13
Yorum
29
Beğeni
5,0
Puan
3075
Okunma

özlemedim ben seni...
ne gidişine üzüldüm yüzümü herkesten gizleyerek
ne de hasretinle yandım kenarda unutulan çiçekler gibi.
kavrulan taze kahve kokusu gibi içimi sararken yokluğun
burun deliklerimde teninin kokusu yavaşça ayrılık tüneline düştü
ne var ne yok sırtıma alıp anılar rıhtımına yol aldım usulca
kahperengi bir taşın üstüne bıraktım
elimde kalan son umut kırıntılarını
sahipsiz martılar gagalarken sevinç çığlıkları attılar
ben ellerim kulaklarımda
çakıl taşlarına çarpacak ayakkabılarının
sesini bekliyorum dersem yalan olur
yalan olur çünkü o zaman özlemin beni sarmaladığını
köpük köpük dalgaların hislerime tercüman olacakmış gibi
sahilin sinesini nasıl dövdüğünü seyredersin.
ben seni hiç özlemedim..
öyle alingirli cümleler kuramam
hasretin boğazladığı onca sevdalılardan da olamadım hiç
dümdüz giden kasisli bir yoldu ’içimdeki sen’
tali yolara sapmadan güneşi gözlerine yerleştirmiştim
nereye dönsem sipersiz bir aşk vururdu gözlerime
dizlerimde uyuturdum hasretin ayak seslerini
bu yüzdendi ufacık gürültüde bile korkarak zıplamam
zaaflarımı bu kadar kolay sermezdim genelde ortaya
ama seni özlemedim demek bir zaaftı
ve ben bağışlanmaz bir günaha girmiş gibi
affedilmenin sarp yamaçlarını tırmanırken buluyorum kendimi.
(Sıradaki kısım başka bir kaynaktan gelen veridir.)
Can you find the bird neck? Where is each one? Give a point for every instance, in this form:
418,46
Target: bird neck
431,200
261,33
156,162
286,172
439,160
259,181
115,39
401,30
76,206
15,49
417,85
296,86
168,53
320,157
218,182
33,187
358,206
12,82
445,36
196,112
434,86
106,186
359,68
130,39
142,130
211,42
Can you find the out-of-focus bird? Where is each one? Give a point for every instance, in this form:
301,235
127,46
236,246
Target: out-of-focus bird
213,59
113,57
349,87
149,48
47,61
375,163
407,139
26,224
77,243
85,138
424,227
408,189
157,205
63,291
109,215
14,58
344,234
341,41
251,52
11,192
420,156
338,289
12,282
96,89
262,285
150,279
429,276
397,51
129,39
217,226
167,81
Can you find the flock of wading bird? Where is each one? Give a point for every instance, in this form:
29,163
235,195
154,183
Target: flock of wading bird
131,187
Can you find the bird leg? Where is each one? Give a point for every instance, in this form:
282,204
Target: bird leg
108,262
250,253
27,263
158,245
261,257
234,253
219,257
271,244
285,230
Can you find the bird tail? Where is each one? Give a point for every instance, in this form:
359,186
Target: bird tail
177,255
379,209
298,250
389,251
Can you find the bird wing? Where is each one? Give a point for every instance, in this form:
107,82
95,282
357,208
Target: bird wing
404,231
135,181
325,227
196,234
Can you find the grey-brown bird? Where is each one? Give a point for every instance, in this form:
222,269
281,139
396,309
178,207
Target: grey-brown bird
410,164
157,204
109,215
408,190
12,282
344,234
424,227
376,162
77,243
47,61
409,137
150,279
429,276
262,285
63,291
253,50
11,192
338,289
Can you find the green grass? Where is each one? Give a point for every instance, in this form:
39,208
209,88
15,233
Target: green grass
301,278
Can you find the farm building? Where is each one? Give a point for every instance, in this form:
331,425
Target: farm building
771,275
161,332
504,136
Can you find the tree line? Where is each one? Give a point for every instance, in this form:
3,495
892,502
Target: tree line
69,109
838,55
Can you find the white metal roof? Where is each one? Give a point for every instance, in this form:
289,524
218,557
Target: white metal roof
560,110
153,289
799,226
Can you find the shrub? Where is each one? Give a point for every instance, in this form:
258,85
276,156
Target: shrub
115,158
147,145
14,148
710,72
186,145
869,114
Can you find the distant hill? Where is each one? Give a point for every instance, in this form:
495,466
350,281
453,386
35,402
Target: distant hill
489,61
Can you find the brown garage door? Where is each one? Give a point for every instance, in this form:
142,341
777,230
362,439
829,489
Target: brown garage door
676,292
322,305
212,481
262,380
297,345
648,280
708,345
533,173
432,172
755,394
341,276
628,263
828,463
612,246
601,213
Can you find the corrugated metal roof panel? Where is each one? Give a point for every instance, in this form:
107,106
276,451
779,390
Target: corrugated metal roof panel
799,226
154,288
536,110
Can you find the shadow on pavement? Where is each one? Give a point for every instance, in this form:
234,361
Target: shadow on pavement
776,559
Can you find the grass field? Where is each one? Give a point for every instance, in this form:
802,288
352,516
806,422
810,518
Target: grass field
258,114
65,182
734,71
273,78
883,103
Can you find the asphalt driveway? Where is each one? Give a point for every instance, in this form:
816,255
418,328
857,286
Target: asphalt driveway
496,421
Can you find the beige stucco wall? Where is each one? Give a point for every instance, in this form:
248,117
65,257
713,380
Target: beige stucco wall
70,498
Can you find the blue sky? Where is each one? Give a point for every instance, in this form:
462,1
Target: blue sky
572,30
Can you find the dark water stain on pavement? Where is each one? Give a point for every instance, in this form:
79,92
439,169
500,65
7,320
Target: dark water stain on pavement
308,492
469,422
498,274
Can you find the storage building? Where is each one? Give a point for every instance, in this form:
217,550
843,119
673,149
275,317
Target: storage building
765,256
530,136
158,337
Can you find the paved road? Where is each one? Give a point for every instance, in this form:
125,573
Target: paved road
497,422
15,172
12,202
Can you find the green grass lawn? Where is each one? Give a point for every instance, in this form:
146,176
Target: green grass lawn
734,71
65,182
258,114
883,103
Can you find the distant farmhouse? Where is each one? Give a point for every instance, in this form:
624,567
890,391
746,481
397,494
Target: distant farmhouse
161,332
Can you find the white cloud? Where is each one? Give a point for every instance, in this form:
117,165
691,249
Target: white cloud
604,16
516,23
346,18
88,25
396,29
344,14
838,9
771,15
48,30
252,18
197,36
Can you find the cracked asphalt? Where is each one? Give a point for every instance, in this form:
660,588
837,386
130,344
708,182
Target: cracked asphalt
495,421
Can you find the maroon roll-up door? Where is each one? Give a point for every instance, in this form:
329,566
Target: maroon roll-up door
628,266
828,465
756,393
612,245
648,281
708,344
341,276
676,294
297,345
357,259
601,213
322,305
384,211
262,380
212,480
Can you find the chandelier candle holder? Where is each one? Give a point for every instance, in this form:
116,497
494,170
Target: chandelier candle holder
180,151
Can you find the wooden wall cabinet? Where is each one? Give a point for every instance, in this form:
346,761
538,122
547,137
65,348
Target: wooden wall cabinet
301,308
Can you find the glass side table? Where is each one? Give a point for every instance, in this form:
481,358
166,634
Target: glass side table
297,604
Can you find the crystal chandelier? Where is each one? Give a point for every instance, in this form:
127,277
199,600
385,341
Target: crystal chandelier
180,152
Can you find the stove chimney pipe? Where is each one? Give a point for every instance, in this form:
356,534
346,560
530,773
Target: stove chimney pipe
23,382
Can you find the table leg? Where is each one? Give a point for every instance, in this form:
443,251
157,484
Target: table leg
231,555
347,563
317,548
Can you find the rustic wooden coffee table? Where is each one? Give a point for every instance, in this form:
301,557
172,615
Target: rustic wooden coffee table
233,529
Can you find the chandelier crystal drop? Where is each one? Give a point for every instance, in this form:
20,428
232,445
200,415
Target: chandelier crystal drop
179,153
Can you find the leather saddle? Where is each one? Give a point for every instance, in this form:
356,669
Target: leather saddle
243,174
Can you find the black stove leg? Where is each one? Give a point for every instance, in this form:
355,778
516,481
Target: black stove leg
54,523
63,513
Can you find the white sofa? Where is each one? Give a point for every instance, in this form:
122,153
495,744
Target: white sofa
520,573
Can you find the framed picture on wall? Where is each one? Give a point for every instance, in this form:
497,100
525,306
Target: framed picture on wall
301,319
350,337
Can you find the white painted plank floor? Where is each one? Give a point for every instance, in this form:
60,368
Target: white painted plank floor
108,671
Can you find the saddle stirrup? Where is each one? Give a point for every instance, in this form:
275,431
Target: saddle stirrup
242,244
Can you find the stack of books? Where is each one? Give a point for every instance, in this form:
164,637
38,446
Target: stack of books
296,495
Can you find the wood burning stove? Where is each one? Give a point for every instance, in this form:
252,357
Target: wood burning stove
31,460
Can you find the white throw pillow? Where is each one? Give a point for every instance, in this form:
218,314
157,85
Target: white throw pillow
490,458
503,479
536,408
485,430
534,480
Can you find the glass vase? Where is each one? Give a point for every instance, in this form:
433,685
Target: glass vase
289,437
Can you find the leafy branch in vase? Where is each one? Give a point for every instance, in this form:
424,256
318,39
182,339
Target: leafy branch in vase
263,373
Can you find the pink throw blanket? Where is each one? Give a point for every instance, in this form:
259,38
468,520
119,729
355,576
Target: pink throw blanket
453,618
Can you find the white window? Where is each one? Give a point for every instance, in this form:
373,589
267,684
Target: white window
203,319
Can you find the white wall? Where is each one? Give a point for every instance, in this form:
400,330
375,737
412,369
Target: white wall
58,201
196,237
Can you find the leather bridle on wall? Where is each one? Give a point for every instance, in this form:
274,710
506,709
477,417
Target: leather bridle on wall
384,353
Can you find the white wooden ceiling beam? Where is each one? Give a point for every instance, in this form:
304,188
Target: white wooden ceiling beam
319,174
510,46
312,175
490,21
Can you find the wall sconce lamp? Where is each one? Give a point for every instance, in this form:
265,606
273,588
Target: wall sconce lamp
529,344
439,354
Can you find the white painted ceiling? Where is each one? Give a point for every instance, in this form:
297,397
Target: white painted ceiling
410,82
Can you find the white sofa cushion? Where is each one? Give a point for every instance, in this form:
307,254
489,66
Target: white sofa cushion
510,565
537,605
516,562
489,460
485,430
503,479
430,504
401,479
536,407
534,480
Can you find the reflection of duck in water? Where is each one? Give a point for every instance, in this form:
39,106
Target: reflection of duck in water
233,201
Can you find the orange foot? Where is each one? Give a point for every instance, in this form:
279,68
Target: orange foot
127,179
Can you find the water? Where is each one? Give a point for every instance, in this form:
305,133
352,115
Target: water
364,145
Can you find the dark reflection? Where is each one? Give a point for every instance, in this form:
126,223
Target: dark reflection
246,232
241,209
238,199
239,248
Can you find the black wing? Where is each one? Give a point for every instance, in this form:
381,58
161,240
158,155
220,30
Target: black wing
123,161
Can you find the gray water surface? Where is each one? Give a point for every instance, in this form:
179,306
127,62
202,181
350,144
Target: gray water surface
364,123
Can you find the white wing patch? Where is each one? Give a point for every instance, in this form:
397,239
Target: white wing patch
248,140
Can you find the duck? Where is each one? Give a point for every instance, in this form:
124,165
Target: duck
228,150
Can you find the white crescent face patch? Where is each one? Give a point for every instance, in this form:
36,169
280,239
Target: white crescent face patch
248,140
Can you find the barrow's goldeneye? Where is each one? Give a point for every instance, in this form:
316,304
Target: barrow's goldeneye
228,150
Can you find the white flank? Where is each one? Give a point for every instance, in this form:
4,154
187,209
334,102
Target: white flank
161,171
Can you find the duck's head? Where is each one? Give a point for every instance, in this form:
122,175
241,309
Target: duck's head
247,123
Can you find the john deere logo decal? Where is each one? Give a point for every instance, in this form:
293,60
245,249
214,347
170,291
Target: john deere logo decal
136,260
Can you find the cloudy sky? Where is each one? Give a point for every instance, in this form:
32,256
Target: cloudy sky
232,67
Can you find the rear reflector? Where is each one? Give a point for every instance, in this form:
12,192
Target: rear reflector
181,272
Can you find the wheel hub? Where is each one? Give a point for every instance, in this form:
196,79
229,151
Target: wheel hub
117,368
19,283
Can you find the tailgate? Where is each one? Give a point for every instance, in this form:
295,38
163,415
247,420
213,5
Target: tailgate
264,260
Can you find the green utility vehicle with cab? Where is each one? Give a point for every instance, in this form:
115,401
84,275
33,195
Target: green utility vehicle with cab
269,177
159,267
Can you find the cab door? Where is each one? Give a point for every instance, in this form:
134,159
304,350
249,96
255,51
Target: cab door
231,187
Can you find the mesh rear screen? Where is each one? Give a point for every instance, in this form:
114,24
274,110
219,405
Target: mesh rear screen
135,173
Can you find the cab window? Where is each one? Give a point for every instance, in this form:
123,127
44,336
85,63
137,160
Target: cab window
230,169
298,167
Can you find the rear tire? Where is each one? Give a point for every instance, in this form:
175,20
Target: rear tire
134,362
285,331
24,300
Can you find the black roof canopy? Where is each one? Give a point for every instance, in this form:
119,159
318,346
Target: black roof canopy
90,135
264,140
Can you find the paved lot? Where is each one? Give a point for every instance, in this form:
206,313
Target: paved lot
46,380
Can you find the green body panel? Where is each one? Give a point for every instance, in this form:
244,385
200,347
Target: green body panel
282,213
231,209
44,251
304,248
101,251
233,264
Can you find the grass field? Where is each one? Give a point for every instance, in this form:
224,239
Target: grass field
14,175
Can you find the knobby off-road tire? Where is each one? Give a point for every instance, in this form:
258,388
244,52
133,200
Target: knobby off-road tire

benim baktığım göğün altındasın
aynı ’ay’ soluk yüzünü gösterirken ikimize
ve yağmur gibi yağarken başımıza küskün yıldız kümeleri
ne samanyolu
ne kara delikler
yutamazken sevdanın bir dilimini bile içimde
ağız sulandıran pastanın tadına varmak için
acele adımlarıma gerek yok
benim olan
özlemin gün görmemiş soğuk yüzü daha bana tam dönemeden
dönecektir nasılsa
işte o yüzden
sırf o yüzden
ben seni hiç özlemedim sevgilim.
Ayşegül Hanım’a ve Nedim Bey’e sonsuz teşekkürlerimle.
---
Ayvazım DENİZ
.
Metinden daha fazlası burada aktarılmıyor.